Il matrimonio per “prova”
Cass.civ., sez. III, 5 novembre 2024, n. 28390
A cura di Dott.ssa Veronica Riggi
Il procedimento riguardava una coppia di coniugi dove, la moglie, dopo sei mesi dalle nozze avviava una causa presso il Tribunale ecclesiastico per ottenere la nullità del matrimonio.
La donna afferma di non aver mai creduto nella indissolubilità del legame matrimoniale e che si era sposata "per prova". Il Tribunale ecclesiastico dichiarava nullo il matrimonio con sentenza e in seguito la donna avviava diversi procedimenti nei confronti del marito, compresi un procedimento penale e la separazione, opponendosi alla richiesta di dividere i beni in comunione e di divorziare.
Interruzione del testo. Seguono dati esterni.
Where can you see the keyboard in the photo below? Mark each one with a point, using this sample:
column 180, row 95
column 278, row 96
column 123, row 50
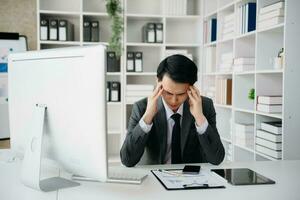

L'ex marito agiva in giudizio per ottenere il risarcimento dei danni morali e materiali provocati dalla condotta della moglie ed il Tribunale respingeva la domanda e condannava l'uomo per responsabilità aggravata.
Decisione confermata anche in sede d'appello per poi giungere in Cassazione.
Nell'ordinanza in esame gli Ermellini hanno spiegato che:
Più in particolare la Corte di Cassazione nel rigettare il ricorso ha precisato che nel caso di specie mancava un comportamento produttivo di un danno ingiusto o in grado di configurare una responsabilità pre-negoziale, stante che il ricorrente denunciava, come produttiva di danno, la mancata comunicazione da parte dell'ex moglie, prima della celebrazione del matrimonio, della propria riserva mentale.
La donna aveva affermato di essersi voluta sposare per "prova" e che era incerta sulla possibilità della futura insorgenza di fatti capaci di rendere intollerabile la convivenza.
Il Tribunale Ecclesiastico aveva dichiarato sì nullo il matrimonio ma in sede civile però la Corte di appello non aveva accolto la domanda di riconoscimento della sentenza ecclesiastica giacché contraria all'ordine pubblico "derivante dalla necessità di protezione dell'affidamento incolpevole del coniuge ignaro della riserva mentale, la quale è estranea al regime della nullità del matrimonio previsto dall'ordinamento civile."
Proprio l'assenza di una nullità rilevante per l'ordinamento civile ha "passato" la responsabilità dell'ex moglie in malafede.
Per cui, hanno concluso i giudici, "la presenza di un dubbio tale da spingere la donna a contrarre matrimonio per "prova" non genera una responsabilità risarcitoria a carico della stessa."